Instructions for the GPT-based Assistant Boosters
Very much like the Driving Coach, a GPT service can be used to extend the conversational and behavioral capabilities fo the normal Race Assistants. In those cases, instructions are also used to create a setting for the LLM to behave like an Engineer, for example, and also to provide additional data about the current session, the state of the car, and so on, to the LLM. All instructions are used as defaults in the configuration and can be altered by the user here as well. The language specific default instructions can be found in Resources\Translations in the programm installation folder.
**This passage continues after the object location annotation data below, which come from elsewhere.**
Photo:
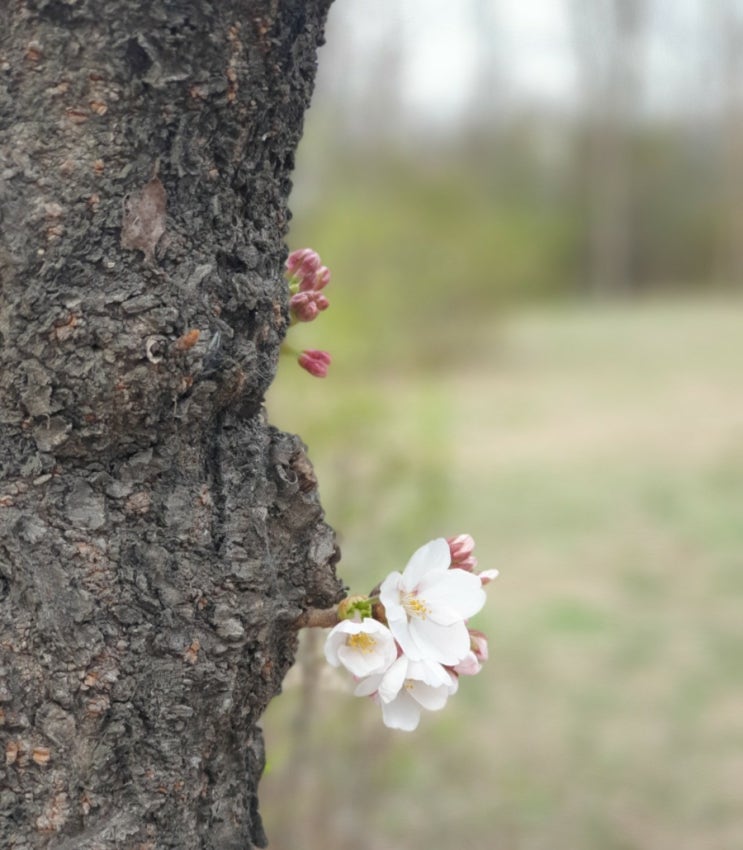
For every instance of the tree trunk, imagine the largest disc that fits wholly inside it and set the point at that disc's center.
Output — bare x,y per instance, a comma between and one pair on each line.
158,538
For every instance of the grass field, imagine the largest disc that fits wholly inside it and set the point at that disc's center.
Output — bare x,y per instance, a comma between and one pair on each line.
596,455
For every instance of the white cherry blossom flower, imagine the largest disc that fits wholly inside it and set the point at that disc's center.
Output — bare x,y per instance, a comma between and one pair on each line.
427,604
407,688
363,648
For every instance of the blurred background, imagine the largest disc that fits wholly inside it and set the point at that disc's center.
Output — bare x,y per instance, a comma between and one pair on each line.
533,213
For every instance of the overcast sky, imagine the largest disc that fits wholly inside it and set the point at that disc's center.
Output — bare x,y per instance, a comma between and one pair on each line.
529,46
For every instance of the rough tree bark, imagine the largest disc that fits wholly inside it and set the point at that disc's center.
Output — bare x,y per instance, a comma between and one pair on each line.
158,539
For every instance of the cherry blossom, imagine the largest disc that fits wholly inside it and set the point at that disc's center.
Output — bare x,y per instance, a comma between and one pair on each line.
426,605
406,688
363,648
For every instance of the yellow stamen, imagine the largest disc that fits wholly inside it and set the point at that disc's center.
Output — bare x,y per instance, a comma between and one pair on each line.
415,607
363,641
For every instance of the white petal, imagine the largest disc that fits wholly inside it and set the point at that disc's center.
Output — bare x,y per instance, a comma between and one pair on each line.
433,557
403,713
389,596
402,632
456,595
368,686
335,639
446,644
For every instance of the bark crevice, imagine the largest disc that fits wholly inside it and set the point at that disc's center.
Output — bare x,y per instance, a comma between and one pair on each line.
158,537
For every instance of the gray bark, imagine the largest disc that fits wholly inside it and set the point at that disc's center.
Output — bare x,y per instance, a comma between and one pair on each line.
158,538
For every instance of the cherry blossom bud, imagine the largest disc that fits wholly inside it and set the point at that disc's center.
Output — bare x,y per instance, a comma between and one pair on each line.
479,644
486,576
303,308
461,548
468,666
315,362
322,278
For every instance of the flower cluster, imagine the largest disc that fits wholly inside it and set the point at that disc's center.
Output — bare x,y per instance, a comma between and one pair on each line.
307,277
407,646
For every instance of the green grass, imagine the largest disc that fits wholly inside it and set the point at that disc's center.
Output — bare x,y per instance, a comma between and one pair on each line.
596,454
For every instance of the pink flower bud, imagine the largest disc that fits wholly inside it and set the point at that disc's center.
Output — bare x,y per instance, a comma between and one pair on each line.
486,576
322,278
315,362
461,548
479,644
305,306
468,666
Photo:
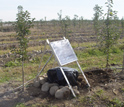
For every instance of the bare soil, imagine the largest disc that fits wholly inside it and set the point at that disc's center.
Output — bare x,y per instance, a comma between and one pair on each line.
110,83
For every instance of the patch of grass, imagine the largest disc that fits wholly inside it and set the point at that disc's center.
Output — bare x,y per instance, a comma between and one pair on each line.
12,64
116,103
20,105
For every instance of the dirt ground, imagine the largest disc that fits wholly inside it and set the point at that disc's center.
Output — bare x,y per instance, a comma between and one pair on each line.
105,86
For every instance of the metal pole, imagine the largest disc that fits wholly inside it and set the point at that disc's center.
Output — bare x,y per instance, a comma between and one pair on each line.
83,74
44,66
67,82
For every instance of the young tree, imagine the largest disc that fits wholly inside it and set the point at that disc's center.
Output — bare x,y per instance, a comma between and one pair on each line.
22,26
97,17
1,25
109,30
122,27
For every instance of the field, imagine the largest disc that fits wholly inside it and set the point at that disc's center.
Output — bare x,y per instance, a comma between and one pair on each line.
107,87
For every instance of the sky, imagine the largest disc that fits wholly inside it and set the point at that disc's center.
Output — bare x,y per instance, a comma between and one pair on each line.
39,9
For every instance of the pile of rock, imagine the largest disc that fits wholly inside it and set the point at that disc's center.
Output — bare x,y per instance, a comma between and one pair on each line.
54,89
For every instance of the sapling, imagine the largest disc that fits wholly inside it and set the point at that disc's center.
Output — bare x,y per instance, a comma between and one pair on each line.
22,25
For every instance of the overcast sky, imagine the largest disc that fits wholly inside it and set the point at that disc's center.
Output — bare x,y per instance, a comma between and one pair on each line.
40,9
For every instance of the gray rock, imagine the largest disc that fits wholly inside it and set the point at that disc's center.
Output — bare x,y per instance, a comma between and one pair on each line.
62,93
76,92
45,87
53,89
42,80
36,84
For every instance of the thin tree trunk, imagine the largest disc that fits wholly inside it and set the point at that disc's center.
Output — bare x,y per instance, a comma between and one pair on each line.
23,74
123,63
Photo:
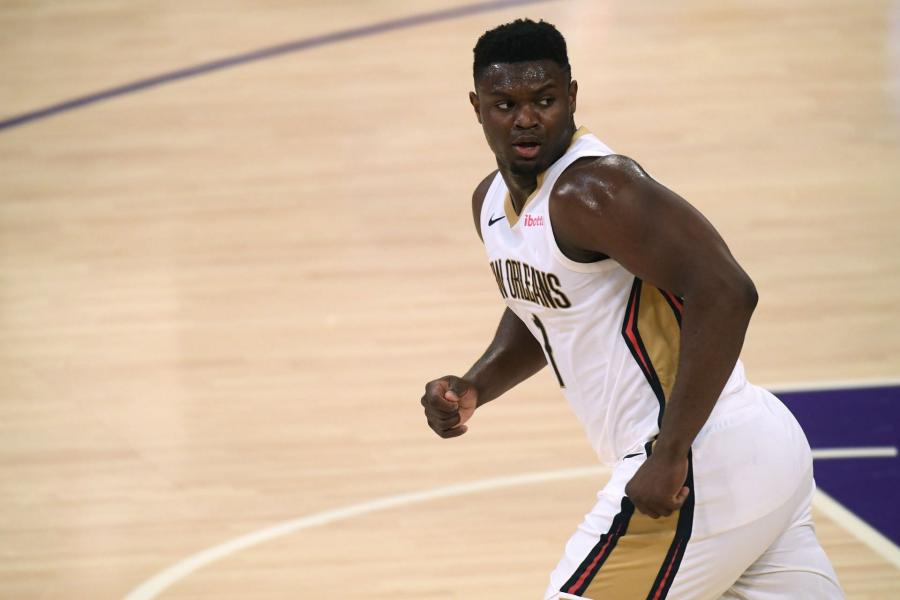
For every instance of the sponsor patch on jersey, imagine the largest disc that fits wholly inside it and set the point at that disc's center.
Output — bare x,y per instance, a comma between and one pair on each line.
534,220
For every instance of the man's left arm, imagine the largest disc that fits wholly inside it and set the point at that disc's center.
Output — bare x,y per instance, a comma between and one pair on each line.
610,206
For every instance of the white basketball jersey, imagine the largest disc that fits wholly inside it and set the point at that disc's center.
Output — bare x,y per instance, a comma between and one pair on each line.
610,339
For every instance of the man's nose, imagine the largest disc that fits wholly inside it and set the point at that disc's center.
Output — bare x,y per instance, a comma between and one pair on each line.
526,117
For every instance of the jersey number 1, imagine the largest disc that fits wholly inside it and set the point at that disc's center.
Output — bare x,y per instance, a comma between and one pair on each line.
548,349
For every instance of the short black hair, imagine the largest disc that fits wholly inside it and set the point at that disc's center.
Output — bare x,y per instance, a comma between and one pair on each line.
520,41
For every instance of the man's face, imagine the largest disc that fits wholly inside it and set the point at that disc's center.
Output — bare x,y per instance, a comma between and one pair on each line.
526,110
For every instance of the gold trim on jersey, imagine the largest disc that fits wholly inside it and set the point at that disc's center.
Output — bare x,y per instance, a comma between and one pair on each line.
632,567
661,334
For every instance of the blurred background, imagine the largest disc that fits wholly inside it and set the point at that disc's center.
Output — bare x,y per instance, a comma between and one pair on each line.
236,240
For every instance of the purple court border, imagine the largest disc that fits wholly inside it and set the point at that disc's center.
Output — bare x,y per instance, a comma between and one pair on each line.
262,54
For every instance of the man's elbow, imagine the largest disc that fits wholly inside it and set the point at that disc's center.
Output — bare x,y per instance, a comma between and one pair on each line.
744,294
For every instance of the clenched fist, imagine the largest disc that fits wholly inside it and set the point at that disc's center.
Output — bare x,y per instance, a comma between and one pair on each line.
449,402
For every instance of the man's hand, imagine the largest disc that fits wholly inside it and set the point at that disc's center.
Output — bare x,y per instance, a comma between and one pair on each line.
449,402
657,488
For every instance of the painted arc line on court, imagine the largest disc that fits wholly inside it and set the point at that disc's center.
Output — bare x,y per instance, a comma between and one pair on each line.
158,583
152,587
263,54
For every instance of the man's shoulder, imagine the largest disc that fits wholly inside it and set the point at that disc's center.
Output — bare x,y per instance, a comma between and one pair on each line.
478,197
608,172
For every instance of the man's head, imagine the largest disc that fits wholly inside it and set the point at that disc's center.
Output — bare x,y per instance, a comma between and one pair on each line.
524,95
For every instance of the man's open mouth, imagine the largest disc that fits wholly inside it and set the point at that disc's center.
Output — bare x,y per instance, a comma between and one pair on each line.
526,149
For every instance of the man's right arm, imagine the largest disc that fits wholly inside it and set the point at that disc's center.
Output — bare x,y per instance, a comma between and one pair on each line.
513,356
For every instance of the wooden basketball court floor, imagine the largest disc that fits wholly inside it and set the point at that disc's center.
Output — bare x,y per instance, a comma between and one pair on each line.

They are named
Conversation Booster.instructions.LC
and
Agent Booster.instructions.LC
where LC stands for the language code.
Translation of "Simulator Setup"
The setup and configuration tool "Simulator Setup" contains lots of help texts which are not handled as part of the normal user interface translation. Fruthermore, there exists no inheritance mechanism to introduce user specific translations. And to make things a lttile bit more complicated, these texts use HTML as their representation and contain embedded pictures. Any changes to the translations of the help texts must therefore be done in the normal development process. The translation files can be found in Resources\Setup\Translations in the programm installation folder.